Tenía que velar por el futuro de la hija y del nieto que aún le quedaban. De él, de su joven Alejandro, casi un niño, ungido ya emperador, sería la gloria. De ella, de Julia Maesa, sólo el poder.

Levantó sus penetrantes ojos negros del fruto que yacía despachurrado en el suelo y sonrió levemente al senador que tenía enfrente y que intentaba establecer un diálogo con ella. Era inútil, Julia no le escuchaba, continuaba absorta, inmersa en sus pensamientos más profundos, había reparado en la felicidad que le procuraba la tenencia de tal prerrogativa y notaba cómo un sentimiento de euforia se apoderaba de ella, ascendiendo a través de su interior de forma desmesurada. De pronto, su sonrisa se dilató al extremo hasta estallar en una súbita y sonora carcajada. Estaba radiante, en esos momentos volvió a sentirse la emperatriz del mundo.

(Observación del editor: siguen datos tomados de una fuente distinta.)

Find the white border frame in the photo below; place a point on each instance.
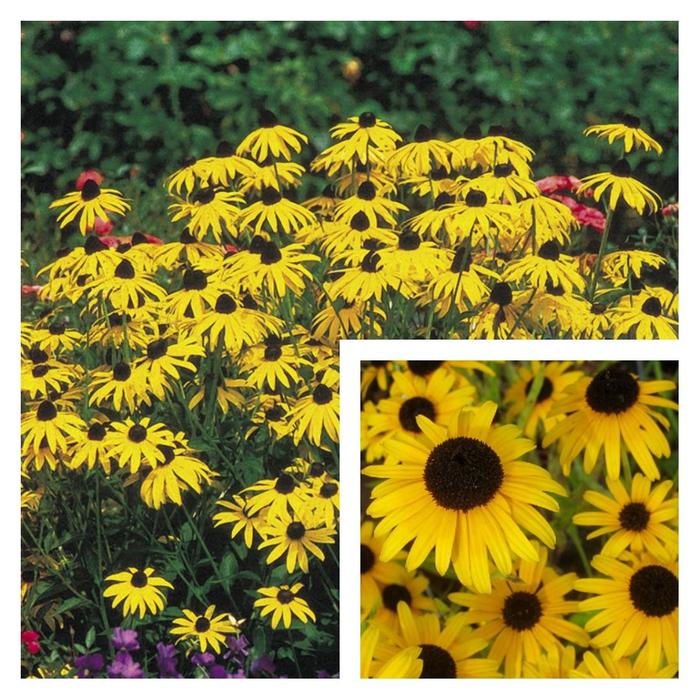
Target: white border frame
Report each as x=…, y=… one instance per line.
x=353, y=352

427 - Túnez, Museo Nacional del Bardo. Estatua de la diosa Juno procedente de Cartago.

NOTA BIOGRÁFICA: La Augusta Julia Maesa, (Emesa, Siria, 165 – Roma, 224 n.e.), fue la primera mujer admitida como senadora romana, (junto con su hija Julia Soemia). Conspiró para derrocar al emperador Macrino y conseguir el trono para el mayor de sus nietos. Fue también cuñada de un emperador, Septimio Severo, tía de otro, Caracalla, y abuela de los dos últimos de la dinastía Severa: el controvertido Heliogábalo y su primo Alejandro Severo. Su hija, Julia Soemia y el hijo de ésta, Heliogábalo, fueron asesinados, muy probablemente, por incitación suya. Su otra hija, Julia Avita Mamea y su nieto, Alejandro Severo, también resultaron muertos durante un motín en Germania. Julia Maesa feneció durante el reinado de Alejandro, siendo proclamada diosa por el senado y por el pueblo de Roma y consagrada como tal por su nieto.
115 - Nápoles.  Museo Arqueológico Nacional. Estatua de Alejandro Severo, procedente de las Termas de Caracalla, en Roma.
Posando junto a la estatua de Alejandro Severo, en el Museo Arqueológico de Nápoles.